Tras intentar inútilmente atraer su atención, golpeé sobre el cristal con una moneda obligándole a reconocer mi presencia. Pero entonces, cuando le pregunté si tenía un mapa de los itinerarios de los ferrocarriles (en el que aparecería el difícil nombre de Su-Ngai Kolok que un servidor, por supuesto, no recordaba), se sacó un as de la manga soltándome la patraña de que no tenía ninguno.
Al haber adquirido tiques varias veces en esa misma estación, yo sabía que el muy cabroncete mentía, y estuve subiéndome por las paredes e insistiendo hasta que, demostrando definitivamente de qué calaña era, dijo: “Aquí adentro no tengo ningún mapa, pero sí hay uno pegado en la ventanilla de al lado”. Efectivamente, allí estaba el mapa que yo había visto en años anteriores.
Recordé refunfuñando la canción de Alaska, “La Funcionaria Asesina”, a la que yo hubiese titulado, “El Asesino de Funcionarios”, ya que me hubiese gustado estrangular al maldito niñato. De todos modos, luego comparé mis penas y problemas con los de un africano o un palestino, y me avergoncé de haber reaccionado como un crío mimado.

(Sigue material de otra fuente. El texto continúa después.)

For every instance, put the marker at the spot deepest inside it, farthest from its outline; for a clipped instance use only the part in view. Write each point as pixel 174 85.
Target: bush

Esta anécdota tuvo un epílogo muy determinante: después de pedir una reserva para el 8 de agosto creyendo que mi visado terminaba el 9, tuve que contentarme con el del día 7 porque el tren del día 8 estaba completo a pesar de faltar todavía un mes para esa fecha (gesta que me llevo a suponer acertadamente que habría alguna festividad de por medio)¡Sólo después descubrí que mi visado acababa el 8!
SIAM Y LOS SIAMESES
Y esto es todo por hoy, mis queridos papanatas. Bom Bom.
Daniel says:
Bueno, pues qué cruce tan trepidante y poco ortodoxo, por aquello de tener media docena de soldados armados en la frontera con Malasia. Aquí en México hay muchos funcionarios puñeteros como ese jovenzuelo que atendía en la taquilla del tren. Otra excelente crónica. Saludos.